November 14, 2007
TAGS will go here when I implement them

I’ve only recently got hold of Mac OS X 10.5 (Leopard). For the most part the many gripes and grievances have already been voiced by those far more capable than I. I had resigned myself to not saying anything about Leopard thinking I really had nothing new to contribute under the sun. I was happy with just badgering joen with all the new wonders and inundating him with screenshots of this or that new whiz-bang feature. Now, I just can’t bear it any longer.

Leopard, Spaces, Mail, etc…

the many people that want what does not exist

Spaces

Let us begin with Spaces. There have been numerous gripes about Spaces particularly along the lines of, it doesn’t work the way I want it to work. You can find examples of this at Betalogue, Daring Fireball, Sun BabelFish, and Dribin. These are all bright folk, bright folk with far too much time on their hands, like me.

They all seem to be infuriated that Spaces does not do one thing or another that it never claimed it would do. Dribin even says,

In short, Spaces seems designed for app partitioning, not task partitioning.

Correct, Dave. Only, that’s not what he wants. He and many others want Magic. By Magic I am referring to mystical powers that make things happen with no explanations for mere mortals.

Now, obviously, I’m of an opposite view to the above mentioned gentlemen. I like Spaces just fine. It works just as I had expected it too. Do I want Spaces to do more? Sure, I suppose. Do I expect it one day will? Absolutely. Does that mean it is horribly broken today? No.

I would like my car to fly of its own accord. That my car sits there perpetually flightless does not mean it is broken.

I in no way want it to seem that I think these other fellows are wrong or lump-headed or anything of the sort. I do think their perception of the issue is off and that calling something broken for not having a feature you demand it have is wrong and sends a ridiculous message.

Mail & iCal

Here we have the exact same issue. I don’t really have any links for you on this one but that’s mostly because the damning comments I’ve seen have not yet been perfectly collated for me to link to. It would seem that both Mail and iCal are horribly broken. I’m talking, “make kitties cry” broken.

Mail

The last year and more has seen the rise of David Allen’s GTD. There are scores of applications for both the Mac and PC that cater to this list-making culture of Thing-Doers. Many, it would seem, expected Apple to make GTD really work in Mail 3.0. This is something, that from my experience watching the GTD culture, no one has yet done.

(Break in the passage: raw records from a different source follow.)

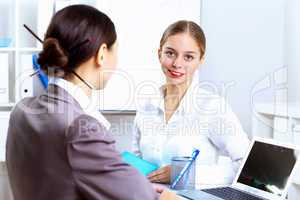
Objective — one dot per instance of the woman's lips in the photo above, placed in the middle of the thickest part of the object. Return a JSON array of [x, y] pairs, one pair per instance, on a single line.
[[175, 74]]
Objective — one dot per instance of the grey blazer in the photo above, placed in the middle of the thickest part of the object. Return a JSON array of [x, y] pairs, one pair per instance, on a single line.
[[55, 151]]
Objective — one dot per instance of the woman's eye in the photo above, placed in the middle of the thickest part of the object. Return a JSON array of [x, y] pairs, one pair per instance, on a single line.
[[188, 57]]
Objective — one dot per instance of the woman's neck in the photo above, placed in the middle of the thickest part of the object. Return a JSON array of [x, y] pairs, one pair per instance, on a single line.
[[176, 92]]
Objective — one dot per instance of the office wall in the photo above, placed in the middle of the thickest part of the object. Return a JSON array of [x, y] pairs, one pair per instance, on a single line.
[[292, 49], [245, 42]]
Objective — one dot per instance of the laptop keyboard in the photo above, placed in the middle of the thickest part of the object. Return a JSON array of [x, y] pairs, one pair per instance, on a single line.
[[229, 193]]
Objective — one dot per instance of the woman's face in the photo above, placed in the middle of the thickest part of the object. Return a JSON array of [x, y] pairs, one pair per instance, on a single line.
[[179, 58]]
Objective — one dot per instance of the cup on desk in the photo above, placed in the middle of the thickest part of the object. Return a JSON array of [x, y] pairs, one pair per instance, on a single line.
[[188, 179]]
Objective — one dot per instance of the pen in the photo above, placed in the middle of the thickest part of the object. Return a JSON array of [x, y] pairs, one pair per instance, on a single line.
[[186, 168]]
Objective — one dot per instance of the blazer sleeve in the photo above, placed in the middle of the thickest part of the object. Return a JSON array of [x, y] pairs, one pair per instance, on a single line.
[[97, 167], [136, 137]]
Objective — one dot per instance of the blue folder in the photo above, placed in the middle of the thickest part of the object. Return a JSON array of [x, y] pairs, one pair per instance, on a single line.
[[143, 166]]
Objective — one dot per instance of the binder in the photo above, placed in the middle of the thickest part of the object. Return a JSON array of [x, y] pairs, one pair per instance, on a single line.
[[141, 165], [26, 81], [4, 85]]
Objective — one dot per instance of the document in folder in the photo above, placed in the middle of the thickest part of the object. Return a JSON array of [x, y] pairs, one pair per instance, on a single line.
[[143, 166]]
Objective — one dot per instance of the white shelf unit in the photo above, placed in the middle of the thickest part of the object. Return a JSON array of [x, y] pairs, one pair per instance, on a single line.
[[36, 14]]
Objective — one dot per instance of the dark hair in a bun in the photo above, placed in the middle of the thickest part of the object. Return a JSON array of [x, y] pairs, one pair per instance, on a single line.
[[64, 47]]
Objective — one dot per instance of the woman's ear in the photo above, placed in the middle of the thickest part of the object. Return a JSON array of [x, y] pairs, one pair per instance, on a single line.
[[202, 60], [101, 55]]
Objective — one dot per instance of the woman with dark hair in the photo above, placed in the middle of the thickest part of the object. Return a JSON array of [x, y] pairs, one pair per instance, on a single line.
[[58, 147], [185, 115]]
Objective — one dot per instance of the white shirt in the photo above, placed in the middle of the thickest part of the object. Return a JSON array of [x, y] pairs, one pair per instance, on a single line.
[[86, 103], [202, 120]]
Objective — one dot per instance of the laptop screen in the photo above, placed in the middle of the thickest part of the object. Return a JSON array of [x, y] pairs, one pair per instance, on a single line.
[[268, 167]]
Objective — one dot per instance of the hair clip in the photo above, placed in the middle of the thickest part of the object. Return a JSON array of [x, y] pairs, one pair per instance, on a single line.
[[71, 49], [32, 33]]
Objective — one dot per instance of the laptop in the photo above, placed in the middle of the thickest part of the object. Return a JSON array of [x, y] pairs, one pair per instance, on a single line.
[[266, 173]]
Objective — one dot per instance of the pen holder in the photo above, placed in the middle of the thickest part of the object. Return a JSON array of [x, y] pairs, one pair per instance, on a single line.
[[188, 179]]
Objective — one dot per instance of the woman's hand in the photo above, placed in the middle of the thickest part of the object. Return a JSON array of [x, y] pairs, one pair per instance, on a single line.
[[162, 175]]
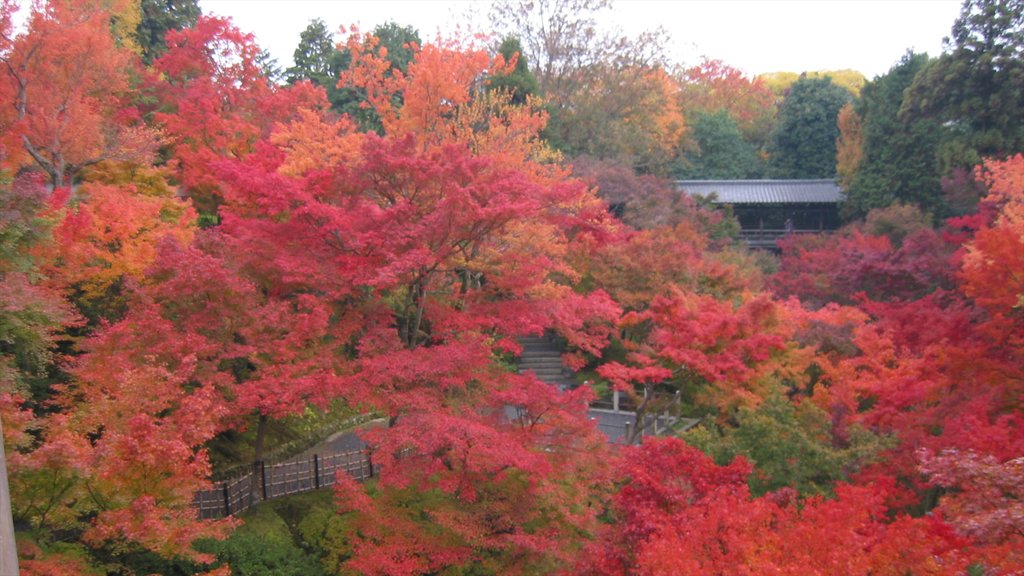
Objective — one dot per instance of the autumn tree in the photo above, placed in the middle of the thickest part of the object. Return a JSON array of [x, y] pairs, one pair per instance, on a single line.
[[714, 86], [216, 103], [66, 80], [608, 93], [849, 147], [679, 513]]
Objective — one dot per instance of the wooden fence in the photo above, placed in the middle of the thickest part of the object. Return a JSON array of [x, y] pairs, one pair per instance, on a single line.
[[273, 481]]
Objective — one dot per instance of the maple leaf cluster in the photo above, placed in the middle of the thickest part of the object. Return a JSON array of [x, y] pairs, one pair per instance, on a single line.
[[235, 252]]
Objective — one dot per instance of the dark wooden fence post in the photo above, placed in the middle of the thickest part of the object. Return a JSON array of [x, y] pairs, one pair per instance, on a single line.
[[227, 501], [262, 471]]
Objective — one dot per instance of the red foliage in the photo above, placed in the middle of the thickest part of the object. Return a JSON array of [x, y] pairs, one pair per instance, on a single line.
[[216, 103], [680, 513]]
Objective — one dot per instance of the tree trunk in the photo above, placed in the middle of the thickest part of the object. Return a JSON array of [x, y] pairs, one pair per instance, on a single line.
[[256, 482]]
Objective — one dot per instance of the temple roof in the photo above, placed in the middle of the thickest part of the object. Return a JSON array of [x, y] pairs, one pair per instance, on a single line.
[[765, 192]]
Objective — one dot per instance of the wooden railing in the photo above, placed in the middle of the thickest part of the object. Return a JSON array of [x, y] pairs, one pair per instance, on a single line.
[[273, 481]]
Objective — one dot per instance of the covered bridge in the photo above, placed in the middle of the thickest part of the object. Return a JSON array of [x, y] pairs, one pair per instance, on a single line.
[[769, 209]]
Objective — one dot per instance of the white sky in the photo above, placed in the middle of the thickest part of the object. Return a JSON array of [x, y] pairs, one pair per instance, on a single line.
[[755, 36]]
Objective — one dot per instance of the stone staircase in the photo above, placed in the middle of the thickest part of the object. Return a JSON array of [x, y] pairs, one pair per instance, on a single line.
[[543, 357]]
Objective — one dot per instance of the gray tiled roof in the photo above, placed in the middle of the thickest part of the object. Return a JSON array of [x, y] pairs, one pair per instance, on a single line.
[[765, 192]]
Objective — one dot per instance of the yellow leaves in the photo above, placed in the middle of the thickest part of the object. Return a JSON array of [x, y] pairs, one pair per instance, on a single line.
[[850, 146], [114, 235], [311, 141]]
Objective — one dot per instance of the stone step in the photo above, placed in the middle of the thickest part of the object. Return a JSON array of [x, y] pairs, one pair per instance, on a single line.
[[541, 361]]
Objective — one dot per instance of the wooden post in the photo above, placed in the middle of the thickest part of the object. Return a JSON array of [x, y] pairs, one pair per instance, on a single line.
[[262, 474], [8, 549]]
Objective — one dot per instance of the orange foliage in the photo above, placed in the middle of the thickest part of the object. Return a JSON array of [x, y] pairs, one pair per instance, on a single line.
[[850, 146]]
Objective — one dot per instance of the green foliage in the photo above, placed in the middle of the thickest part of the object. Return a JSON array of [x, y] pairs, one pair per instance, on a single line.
[[790, 445], [976, 88], [314, 56], [899, 163], [264, 544], [160, 16], [803, 142], [520, 82], [723, 154], [396, 40], [232, 451]]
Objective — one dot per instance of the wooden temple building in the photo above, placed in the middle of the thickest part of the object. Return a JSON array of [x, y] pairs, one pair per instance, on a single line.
[[768, 210]]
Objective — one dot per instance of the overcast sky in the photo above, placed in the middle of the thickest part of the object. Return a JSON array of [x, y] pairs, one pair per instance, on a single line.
[[755, 36]]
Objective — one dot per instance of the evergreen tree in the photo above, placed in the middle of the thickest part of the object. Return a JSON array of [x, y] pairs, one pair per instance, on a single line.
[[160, 16], [723, 154], [803, 142], [976, 88], [314, 56], [899, 162], [520, 82]]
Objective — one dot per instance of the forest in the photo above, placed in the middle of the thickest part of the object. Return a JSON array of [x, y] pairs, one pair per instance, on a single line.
[[205, 257]]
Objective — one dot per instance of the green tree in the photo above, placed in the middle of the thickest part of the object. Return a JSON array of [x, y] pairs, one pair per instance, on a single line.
[[899, 162], [314, 56], [791, 445], [976, 87], [160, 16], [803, 142], [347, 99], [722, 152], [520, 83]]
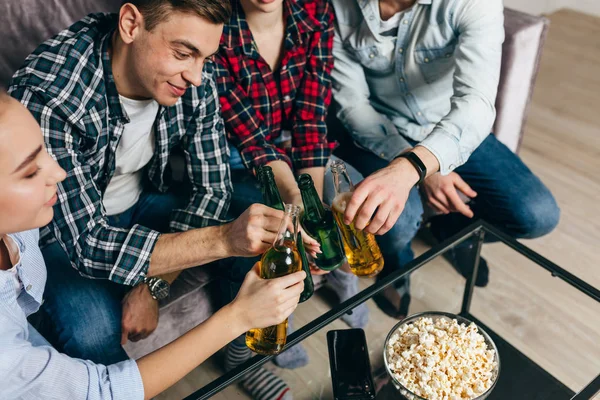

I watched Steve Jobs demo the new features of Mail (Notes & To-Dos). I do not believe he once mentioned the phrase GTD. What I expected of Mail was that I’d have notes and I’d be able to make to-dos that I could then merrily check off as I completed them. That’s precisely what I received, wonder of wonders.

iCal

Now, iCal, from my understanding over the last 5 or so years has always been either completely broken or the best thing since sliced bread. Depending on who you ask iCal either makes Angels sing or infects one’s soul with rot. For me? I enter in an event, I check on an event. That’s about the extent of it.

My Gripes?

Me? A gripe about Leopard? Sure. It makes me a little nutty that the global spell-checker flags words that are defined in the built-in New Oxford American Dictionary. Then, I remember that Joen doesn’t have a global spell checker or a built-in dictionary and I feel much better about it all.

I did a little think just there and I’m having a hard time coming up with something else that really bugs me.

OK, wait, I know, I wish I could right click items in a Stack. That’s all.